A company released findings that bitter cherries help reverse and stop cancer. The FDA responded by sending a letter to the company stating that because they had named the cherries as curative or medicinal, the cherries were now legally classified as a medicinal substance, a drug. Aajonus framed this as follows:
"Bitter cherries went under the law as a drug because it helps people with cancer, helps reverse cancer. So now they're calling it a drug. So do you need a prescription to buy them? Just about. In the next few years it may get to be that way because the pharmaceutical wants to control everything. So they're going to want to process cherries and make it a drug. Then you won't be able to get fresh cherries."

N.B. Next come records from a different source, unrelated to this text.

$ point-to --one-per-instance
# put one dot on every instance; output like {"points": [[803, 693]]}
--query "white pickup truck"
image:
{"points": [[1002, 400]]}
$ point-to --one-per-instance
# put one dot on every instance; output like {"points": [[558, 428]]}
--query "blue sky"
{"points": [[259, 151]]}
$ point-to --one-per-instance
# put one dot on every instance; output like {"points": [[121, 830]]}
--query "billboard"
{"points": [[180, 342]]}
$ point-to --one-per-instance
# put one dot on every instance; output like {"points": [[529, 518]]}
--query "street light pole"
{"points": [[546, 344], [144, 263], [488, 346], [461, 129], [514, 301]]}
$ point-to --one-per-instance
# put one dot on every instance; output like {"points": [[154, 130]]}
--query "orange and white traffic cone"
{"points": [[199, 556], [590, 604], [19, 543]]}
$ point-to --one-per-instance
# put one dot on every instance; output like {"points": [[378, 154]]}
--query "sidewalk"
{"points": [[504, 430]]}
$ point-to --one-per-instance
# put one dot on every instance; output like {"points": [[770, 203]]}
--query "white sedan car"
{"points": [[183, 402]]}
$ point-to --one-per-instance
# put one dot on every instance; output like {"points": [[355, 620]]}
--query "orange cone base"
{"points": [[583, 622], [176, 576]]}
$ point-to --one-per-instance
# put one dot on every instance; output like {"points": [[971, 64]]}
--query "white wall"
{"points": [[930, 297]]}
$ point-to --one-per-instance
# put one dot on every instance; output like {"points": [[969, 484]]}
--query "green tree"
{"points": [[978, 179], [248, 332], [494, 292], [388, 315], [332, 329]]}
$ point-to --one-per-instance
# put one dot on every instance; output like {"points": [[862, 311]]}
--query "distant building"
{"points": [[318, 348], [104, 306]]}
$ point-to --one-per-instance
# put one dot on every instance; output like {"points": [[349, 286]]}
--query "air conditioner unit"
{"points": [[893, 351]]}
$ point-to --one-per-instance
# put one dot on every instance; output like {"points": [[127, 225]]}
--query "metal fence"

He drew a direct parallel to what has happened with herbs: "Just like 90% of the herbs that they use to make their medications are illegal to buy and use. They're considered drugs."
He also named blueberries in the same context, noting that blueberries had similarly been targeted by regulatory agencies as the evidence of their health benefits became more widely publicized.
His interpretation was explicit: "Nobody's out for your health. So you have to take it on. They're against you being healthy."
Aajonus used his personal experience with chocolate-covered cherries as a clinical case study in the consequences of processed sugar consumption. Beginning around age 15, he was eating an entire box of 50 chocolate-covered cherries in 40–45 minutes on a regular basis. He described this as part of a larger sugar binge that included sugar-loaded cereals with added table sugar, Reese's Cups, and similar foods.
The consequence, in his account: "When I hit 15, I turned diabetic, juvenile diabetic. Also developed angina pectoris, which is basically heart attacks. Muscle spasms in and around the heart. They were so bad that I would pass out and be unconscious for up to 20 minutes at a time."
He later described returning to this same binge pattern as an adult, voluntarily forcing a detoxification: "I was rolling my heavy, heaviest sugar binge when I was eating, you know, a whole box full of 50, you know, chocolate-covered cherries a day. All in sweetened sugar, and lots of Reese Cups."
This account illustrates not that cherries themselves are harmful, but that processing them, coating them in sugar and cooked chocolate, consuming them compulsively and without fat, creates a cascade of metabolic damage culminating in diabetes, cardiovascular crisis, and systemic deterioration. The contrast with raw cherries consumed with raw fat is the lesson he drew from his own experience.